I’ll see you all on Oscar night! (drops the mic…)
So I’m actually going to review this film, but I do think that my first two points sum up all of my feelings about this flick. It’s a typical Quentin Tarantino film, with Jamie Foxx, about slavery. Which is why it’s been nominated for an Oscar.
Django is the story of a slave-turned-bounty hunter who likes making money killin’ white folks, and who sets out to find his wife (Kerry Washington). This “epic Western” (a more violent version of a John Wayne movie) has turned a number of heads and has received a total of four Oscar nominations. My Facebook newsfeed, for a long time, was alight with conversation about Django, and when you see it you’ll understand why. It’s controversial. It’s bloody, and it’s about slavery and the modern subversion of white supremacy via a historical retelling. Many people have either promoted it to all of their acquaintances, or slammed it viciously. I imagine much of that has to do with the historical inaccuracies, and the extensive use of the word “nigger.” “Dropping the N bomb” made a lot of sense to me, given the time and place of the film, but apparently that still didn’t’ feel good to everyone. Also, anytime a white person makes a movie about a topic that feels prescient to people of color, it’s a big deal. White people, according to some, aren’t allowed to have opinions about oppression, merely apologies. I applaud Tarantino for tackling this issue. I don’t know that there were any deep or profound moments, which I usually look for in a Best Picture nominee, but at least he had the nerve to talk about it in a film.

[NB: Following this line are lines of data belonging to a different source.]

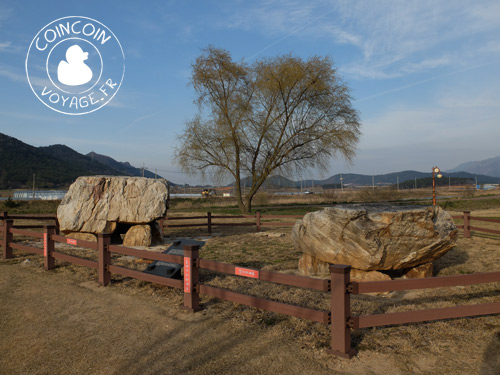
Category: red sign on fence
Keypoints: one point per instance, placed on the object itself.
(45, 249)
(187, 275)
(246, 272)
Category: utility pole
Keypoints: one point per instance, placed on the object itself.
(33, 186)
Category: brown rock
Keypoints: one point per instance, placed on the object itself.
(157, 237)
(82, 236)
(375, 237)
(96, 204)
(138, 235)
(419, 272)
(309, 265)
(360, 275)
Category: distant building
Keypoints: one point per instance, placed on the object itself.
(40, 194)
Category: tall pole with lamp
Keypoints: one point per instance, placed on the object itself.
(436, 172)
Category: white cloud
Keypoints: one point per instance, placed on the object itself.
(393, 37)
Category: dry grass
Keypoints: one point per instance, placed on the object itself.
(273, 343)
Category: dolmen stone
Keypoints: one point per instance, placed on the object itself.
(108, 204)
(373, 238)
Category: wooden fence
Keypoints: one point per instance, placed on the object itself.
(340, 318)
(209, 221)
(468, 228)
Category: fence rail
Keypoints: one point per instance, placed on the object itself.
(468, 228)
(258, 220)
(340, 287)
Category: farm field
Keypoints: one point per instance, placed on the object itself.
(62, 322)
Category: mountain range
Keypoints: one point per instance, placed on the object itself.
(57, 166)
(53, 166)
(489, 167)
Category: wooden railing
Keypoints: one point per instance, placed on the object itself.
(340, 286)
(210, 220)
(468, 228)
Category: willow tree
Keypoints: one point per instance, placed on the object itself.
(277, 115)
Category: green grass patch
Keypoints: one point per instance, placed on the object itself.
(30, 207)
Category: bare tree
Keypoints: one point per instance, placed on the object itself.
(278, 115)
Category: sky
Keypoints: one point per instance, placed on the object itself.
(424, 75)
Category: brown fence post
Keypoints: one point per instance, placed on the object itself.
(104, 258)
(466, 224)
(191, 277)
(161, 223)
(341, 311)
(7, 236)
(57, 225)
(48, 247)
(209, 222)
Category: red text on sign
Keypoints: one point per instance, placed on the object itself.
(187, 275)
(246, 272)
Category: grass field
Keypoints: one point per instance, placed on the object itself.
(135, 327)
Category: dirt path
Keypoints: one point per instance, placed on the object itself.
(62, 323)
(49, 325)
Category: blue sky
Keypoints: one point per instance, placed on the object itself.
(425, 75)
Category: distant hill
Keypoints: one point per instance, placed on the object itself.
(406, 178)
(55, 166)
(123, 167)
(489, 167)
(78, 161)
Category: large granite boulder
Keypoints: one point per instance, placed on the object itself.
(373, 237)
(101, 204)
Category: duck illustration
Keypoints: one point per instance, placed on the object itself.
(74, 72)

What are some of the really fantastic things about this movie? Leonardo DiCaprio. What else? Leonardo DiCaprio. Also, the Austin Powers suit that Jamie Foxx picks out for himself somewhere within the first 30 minutes. And did I mention Leonardo DiCaprio? He was unbelievable. Leo plays Calvin Candie, the owner of the biggest plantation ever in Alabama, or Louisiana, or Georgia, or Virginia…you see my point. He’s a foppish Francophone who is known for having the best Mandingos anywhere, and he’s brutal, disgusting, and equally charming and Southern. I couldn’t have loved DiCaprio more in this film. I think it’s one of the most interesting roles he has ever taken on, and I applaud this former Titanic star for taking so many opportunities in his career to transcend typecasting. I haven’t labeled him as just a heartthrob since the 90’s.

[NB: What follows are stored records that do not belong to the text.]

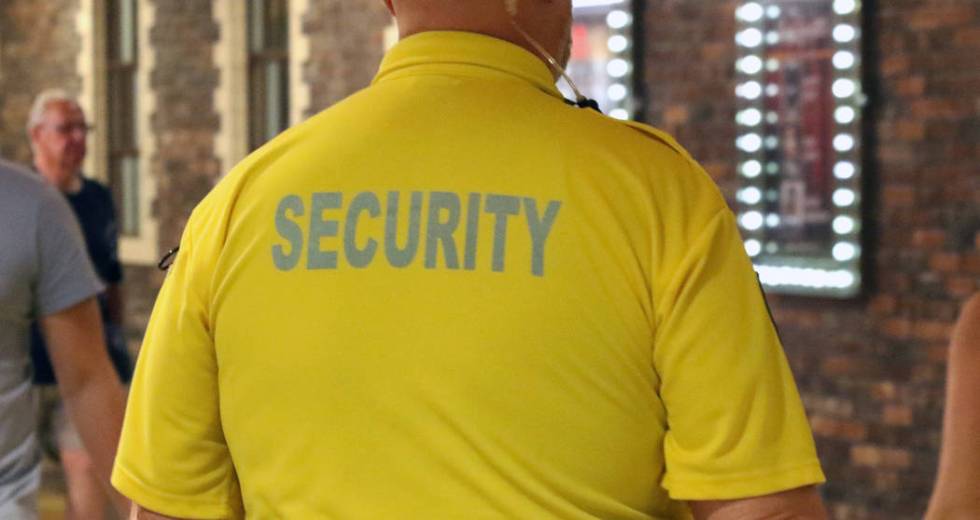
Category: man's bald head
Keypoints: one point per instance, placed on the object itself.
(547, 21)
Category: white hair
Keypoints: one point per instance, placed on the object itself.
(44, 100)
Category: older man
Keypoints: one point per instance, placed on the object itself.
(45, 275)
(57, 129)
(455, 295)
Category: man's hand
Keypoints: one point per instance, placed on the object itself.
(92, 393)
(796, 504)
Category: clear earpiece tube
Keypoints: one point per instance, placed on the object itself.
(580, 100)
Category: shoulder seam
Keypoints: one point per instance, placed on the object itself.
(661, 136)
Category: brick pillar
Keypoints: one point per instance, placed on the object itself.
(346, 46)
(38, 50)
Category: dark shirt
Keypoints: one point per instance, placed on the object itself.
(96, 215)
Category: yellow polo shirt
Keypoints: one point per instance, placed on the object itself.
(454, 296)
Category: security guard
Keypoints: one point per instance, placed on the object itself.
(454, 295)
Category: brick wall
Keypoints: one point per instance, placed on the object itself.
(345, 49)
(871, 370)
(38, 49)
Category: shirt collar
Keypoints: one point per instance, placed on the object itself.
(439, 48)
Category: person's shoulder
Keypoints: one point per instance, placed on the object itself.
(21, 186)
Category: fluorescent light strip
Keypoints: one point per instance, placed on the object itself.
(811, 278)
(584, 4)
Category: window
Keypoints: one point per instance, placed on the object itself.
(122, 103)
(601, 64)
(268, 44)
(800, 101)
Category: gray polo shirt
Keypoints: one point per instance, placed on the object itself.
(44, 269)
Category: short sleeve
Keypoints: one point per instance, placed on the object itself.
(172, 456)
(736, 425)
(65, 275)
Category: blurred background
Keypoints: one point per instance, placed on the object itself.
(845, 134)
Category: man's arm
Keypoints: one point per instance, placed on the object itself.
(957, 495)
(138, 513)
(796, 504)
(94, 398)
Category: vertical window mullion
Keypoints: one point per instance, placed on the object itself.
(122, 67)
(268, 23)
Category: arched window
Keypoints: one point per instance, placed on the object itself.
(800, 99)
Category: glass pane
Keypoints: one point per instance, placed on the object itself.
(273, 95)
(799, 92)
(257, 111)
(127, 31)
(130, 191)
(257, 25)
(277, 22)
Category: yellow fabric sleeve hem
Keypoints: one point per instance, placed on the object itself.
(745, 485)
(164, 503)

Samuel L. Jackson was ridiculous, although I can’t really remember his acting, since I spent the entire film amazed at the gumption of his character, an old black slave living on a plantation two years before the Civil War, speaking to any white person the way SLJ spoke to everyone in the film. Kerry Washington was beautiful, and uninteresting, although there’s not much to be expected from a damsel in distress, regardless of color, class, or status. Jamie Foxx was entertaining, although again I don’t recall him being particularly phenomenal, but considering he spent so much time in a room with Leo DiCaprio, I’m sure he did his best. Everyone else was memorable enough, unless of course they weren’t, but they did lots of dazzling things with blood spray so you felt you got your money’s worth for the cost of the tickets and the popcorn.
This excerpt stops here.